GR translation: better, then, “like a noose”

Paul Mackin mackin.paul at verizon.net
Mon Apr 9 10:13:44 CDT 2012


On 4/9/2012 8:38 AM, David Morris wrote:
> This narator seems to be taliking to himself, and the parentheses is a
> self-correction, editing out the previous "like the gold-lit borders
> of consciousness" back to only "like a noose."

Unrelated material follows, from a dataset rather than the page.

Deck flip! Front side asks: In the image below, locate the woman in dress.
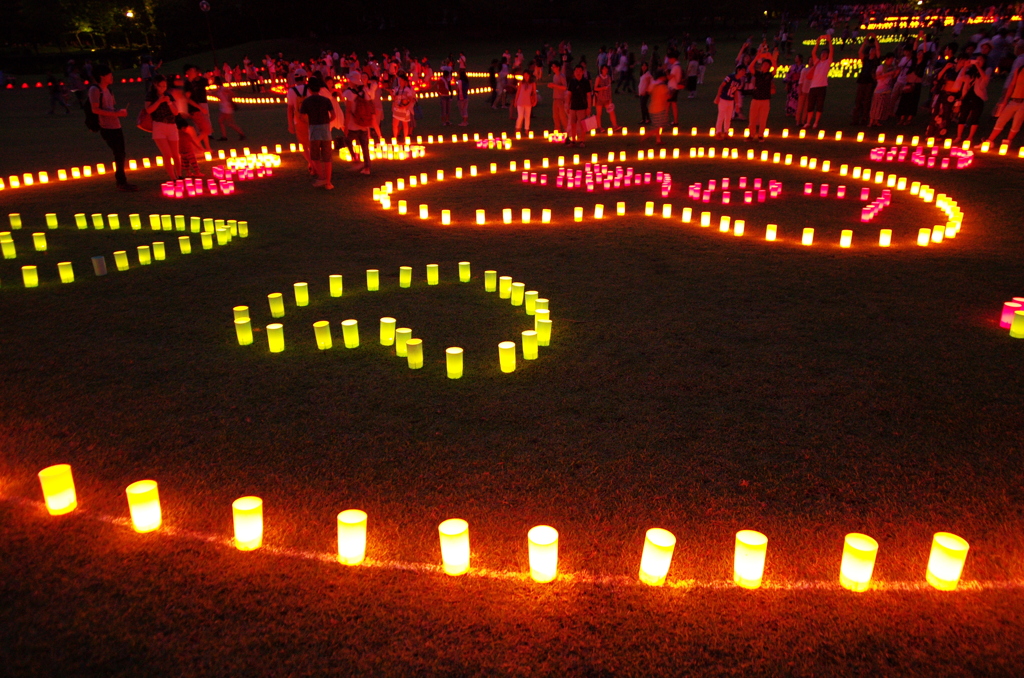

Pudding decides the noose metaphor might only be taken seriously by the 
political war chaps. He needs to ironicize it.

P


>
> On Sun, Apr 8, 2012 at 8:49 PM, Mike Jing<gravitys.rainbow.cn at gmail.com>  wrote:
>> P78.1-6  The old Brigadier’s age is uncertain, though he must be
>> pushing 80—reactivated in 1940, set down in a new space not only of
>> battlefield—where the front each day or hour changes like a noose,
>> like the gold-lit borders of consciousness (perhaps, though it
>> oughtn’t to get too sinister here, exactly like them . .. better,
>> then, “like a noose”)—but also of the War-state itself, its very
>> structure.
>>
>> What's with the aside in the parentheses, especially 'better, then,
>> “like a noose"'?  What is that about?